造纸厂建得有点大,但是这进度也比庄子重建的速度快,庄子上的房屋上了大梁,正在固定瓦片的木条,而造纸厂这边已经开始盖瓦了。
不过两日,工人们加班加点,总算是把厂房的瓦片盖好了。
瓦片盖好,造纸厂厂房也就完成了。
第三百一十一章、皇宫采买
造纸厂位于京城西南方,与他们庄子的直线距离只有两三里路,厂房四面环山,安全性也能得到足够的保障。
而且这个长条形的地形是依河而成,造纸取水也方便。
一日,益侯夫人、齐夫人一起带着诺久书进宫见皇后。
知道厂房建成后,荣皇后想出去看看,恰逢皇帝下朝过来看看,于是她后头跟了个卓阳帝一起偷溜出宫来。
顺便叫上了下朝后还没离开的闻光寒一道去了。
厂房依山傍水而建,建得高大宽敞,砖瓦、色彩、外形统一,看上去就十分顺眼。
看着那规模,连皇帝都忍不住赞叹,“投入了那么多银钱不亏。”
“这地方不错啊。”容皇后也笑道。
连绵的青砖瓦房,横穿而过的涓涓流水,活泼好动的清脆鸟鸣,深山的寂静蝉鸣,颇有隐士之风骨。
看完了厂房,卓阳帝突然看向诺久书和闻光寒二人。
“对了,老夫有个礼物送给你们。”
闻言,诺久书和闻光寒均看向对方,然而卓阳帝却笑眯眯看着他们,什么都没说。
诺久书:“……”
等对方吊足了胃口,心满意足了,才心情愉悦地笑了笑。
“我也知道,厕纸的赚头很大,为了弥补你们,我们皇家造纸办的老师傅,全权交给你们管。”
“造纸办?”诺久书愣了愣。
卓阳帝笑眯眯道:“不然你以为皇家每年开销这么多的纸张从哪里来?”
“大郢的纸张基本把持在世家手里,皇家也是千辛万苦才收罗了些师傅。”容皇后笑道:“嗯,我荣家是没有的,我家是泥腿子出生,祖上对舞文龙墨没什么兴趣。”
荣皇后有意说笑,在场的人也给面子地笑笑。
诺久书看着笑着的人,心底却想到了造纸厂的事儿。
其实,皇帝支持她做这造纸的生意,除了赚钱这一个理由,应当还有政治因素在里面。
诺久书仔细一想,发现当初容皇后给出的那份名单中,多数都是手中有实权,却无底蕴的新贵家族……

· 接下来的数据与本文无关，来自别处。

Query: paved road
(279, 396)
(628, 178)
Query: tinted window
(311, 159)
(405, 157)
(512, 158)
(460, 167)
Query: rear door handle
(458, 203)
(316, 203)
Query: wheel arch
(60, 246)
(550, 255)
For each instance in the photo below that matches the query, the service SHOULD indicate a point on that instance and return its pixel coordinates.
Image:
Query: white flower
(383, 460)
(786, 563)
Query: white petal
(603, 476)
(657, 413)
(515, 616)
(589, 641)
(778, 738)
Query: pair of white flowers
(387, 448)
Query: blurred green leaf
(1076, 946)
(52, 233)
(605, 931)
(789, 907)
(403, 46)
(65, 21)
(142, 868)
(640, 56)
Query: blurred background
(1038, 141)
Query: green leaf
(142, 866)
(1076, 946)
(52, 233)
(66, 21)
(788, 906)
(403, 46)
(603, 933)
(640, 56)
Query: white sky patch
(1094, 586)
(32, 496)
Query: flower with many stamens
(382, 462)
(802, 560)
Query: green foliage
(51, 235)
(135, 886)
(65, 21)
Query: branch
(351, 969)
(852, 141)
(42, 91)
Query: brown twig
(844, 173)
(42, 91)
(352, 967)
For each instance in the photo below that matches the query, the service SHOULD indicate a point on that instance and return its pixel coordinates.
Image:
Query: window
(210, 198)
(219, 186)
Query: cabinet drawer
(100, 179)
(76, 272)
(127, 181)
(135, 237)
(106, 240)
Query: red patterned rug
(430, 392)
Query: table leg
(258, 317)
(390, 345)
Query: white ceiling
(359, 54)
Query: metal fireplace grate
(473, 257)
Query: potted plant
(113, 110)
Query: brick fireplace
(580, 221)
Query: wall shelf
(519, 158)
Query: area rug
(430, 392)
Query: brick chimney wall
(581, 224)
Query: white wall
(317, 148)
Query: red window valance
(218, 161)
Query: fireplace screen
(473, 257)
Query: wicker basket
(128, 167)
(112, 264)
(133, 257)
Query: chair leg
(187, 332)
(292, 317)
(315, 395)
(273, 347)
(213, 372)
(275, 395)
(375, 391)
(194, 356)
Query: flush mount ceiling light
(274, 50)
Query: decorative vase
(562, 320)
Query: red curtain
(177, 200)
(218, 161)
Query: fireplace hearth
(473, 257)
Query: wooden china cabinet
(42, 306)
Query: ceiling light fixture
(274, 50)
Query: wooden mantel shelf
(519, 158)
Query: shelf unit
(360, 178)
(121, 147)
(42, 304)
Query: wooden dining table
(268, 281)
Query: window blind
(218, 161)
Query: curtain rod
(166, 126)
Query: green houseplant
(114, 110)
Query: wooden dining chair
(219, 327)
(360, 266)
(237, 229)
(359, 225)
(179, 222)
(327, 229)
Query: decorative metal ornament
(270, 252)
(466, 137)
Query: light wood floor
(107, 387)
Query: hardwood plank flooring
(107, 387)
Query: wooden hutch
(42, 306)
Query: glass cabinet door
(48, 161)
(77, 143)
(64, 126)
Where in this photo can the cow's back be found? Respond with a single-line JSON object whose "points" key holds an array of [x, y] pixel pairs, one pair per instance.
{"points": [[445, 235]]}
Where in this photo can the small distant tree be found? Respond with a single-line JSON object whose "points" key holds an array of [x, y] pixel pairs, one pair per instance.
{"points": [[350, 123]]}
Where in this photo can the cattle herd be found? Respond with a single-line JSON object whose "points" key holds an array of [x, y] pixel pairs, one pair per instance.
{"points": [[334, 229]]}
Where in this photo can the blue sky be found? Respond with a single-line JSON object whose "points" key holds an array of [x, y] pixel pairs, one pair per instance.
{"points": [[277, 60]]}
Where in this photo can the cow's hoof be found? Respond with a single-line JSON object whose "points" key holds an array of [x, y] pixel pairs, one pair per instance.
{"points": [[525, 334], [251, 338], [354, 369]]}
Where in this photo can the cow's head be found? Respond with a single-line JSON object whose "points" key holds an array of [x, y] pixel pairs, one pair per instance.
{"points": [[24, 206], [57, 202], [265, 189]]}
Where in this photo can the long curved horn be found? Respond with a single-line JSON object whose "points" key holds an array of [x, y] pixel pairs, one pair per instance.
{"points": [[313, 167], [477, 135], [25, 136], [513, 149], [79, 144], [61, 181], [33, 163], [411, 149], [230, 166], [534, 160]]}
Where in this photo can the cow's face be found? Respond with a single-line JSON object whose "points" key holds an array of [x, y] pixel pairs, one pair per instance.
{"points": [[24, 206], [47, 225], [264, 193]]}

皇帝想通过造纸厂让这些家族更加忠心,并且打断世家垄断的造纸行业。
难怪了,她说怎么一个皇帝这么轻易就答应跟着她经商呢,她想得实在太简单了。
不对。
世家垄断造纸技术,但她们闻家的造纸技术多数是正墨带来的,那正墨这人的身份……
诺久书差点扶额,她就想找个靠山做点生意,怎么会发展成这样的?
哀叹归哀叹,事已至此,上了贼船就下不来了,只能当皇帝手里的一把缝纫机了。
“对了。”卓阳帝突然道:“那个庄子的事儿我听说了,当初我也没想到会那么破,让朕怪不好意思的。”
闻光寒道:“陛下相赠,臣等自然欢喜,不关乎好坏。”
“哎。”卓阳帝不赞同地摆摆手,“本是送你的礼物,却成了破烂,还要让你自掏腰包修缮,朕怎么说都得给你些补偿。
“这样,等朕回宫后,就让工部的人专门给你做庄子里的家具,怎样?”
闻光寒和诺久书无奈,只能叩首道谢。
两人低着头,余光对视。
诺久书突然觉得,闻光寒刚才拒绝皇帝并非奉承,实在是因为得了皇帝奖赏,就得叩首谢恩,实在麻烦得很。
许是读懂了彼此,低头的闻光寒嘴角突然勾了勾,有些邪肆。
诺久书内心无语了一瞬,满心哀嚎:又来了,又来了,这种邪笑,真是每次出现都叫人鸡皮疙瘩起一身。
实在太违和了。
皇帝陛下承包了诺久书家中的家具,诺久书便叫停了家中给主屋做家具的工人,让他们赚取做下人房里的摆设。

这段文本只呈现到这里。